200-yards north of the station could be found ‘’Factory Junction’’, where the South London and ‘’low-level’’ LC&DR lines split, and also where the latter and a double-track spur to Clapham Junction diverged. The junction was controlled by two signal boxes, one situated within the fork of the diverging Clapham Junction and Victoria lines, and another situated on the western side of the South London Line, 50-yards north of Wandsworth Road station. During the 1880s, a third signal box came into use, this time at the southern end of the station, sandwiched in-between the ‘’down’’ track of the South London Line and the ‘’up’’ Metropolitan line of the LC&DR route. This cabin is marked on the enclosed map, and replaced the aforementioned signal box located at the opposite end of the station, on the ‘’up’’ side. It, too, had gone by 1920.

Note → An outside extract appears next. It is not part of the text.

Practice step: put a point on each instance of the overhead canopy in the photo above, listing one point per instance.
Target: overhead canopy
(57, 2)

In 1891, the South London Line recorded that six million passengers had used the route, an impressive total for what was one of the capital’s busiest suburban lines. In the early 20th Century, however, the proliferation of trams reversed this trend and passenger numbers steadily fell. In response to this, the LB&SCR received Royal Assent for the electrification of its entire network in 1903. The South London Line was the first recipient of a new system of overhead wires, supported upon lattice gantries and carrying an alternating current of 6,700 Volts. Public electric trains commenced between London Bridge and Victoria on 1st December 1909, steam being retained solely for those services running early on weekdays, between the hours of 4:30 AM and 7:30 AM. Naturally, gantries were installed along the LB&SCR platforms at Wandsworth Road, but those tracks of the SE&CR remained without such treatment.
28th February 1976
The former LC&DR Station Master's house was still standing in 1976, as shown in this Victoria-bound view. The semaphore signals evident in the previous picture were replaced on 8th March 1959 by the colour aspect lights seen here.
© David Glasspool Collection
10th March 1983
Bulleid-designed 2 EPB No. 5684 is seen approaching from Stewarts Lane, empty stock to Selhurst. The black triangle on the cab front indicated that there was no brake compartment at the opposite end of the unit. The timber waiting shelters dated from the station's earliest days and met their end when the footbridge was installed.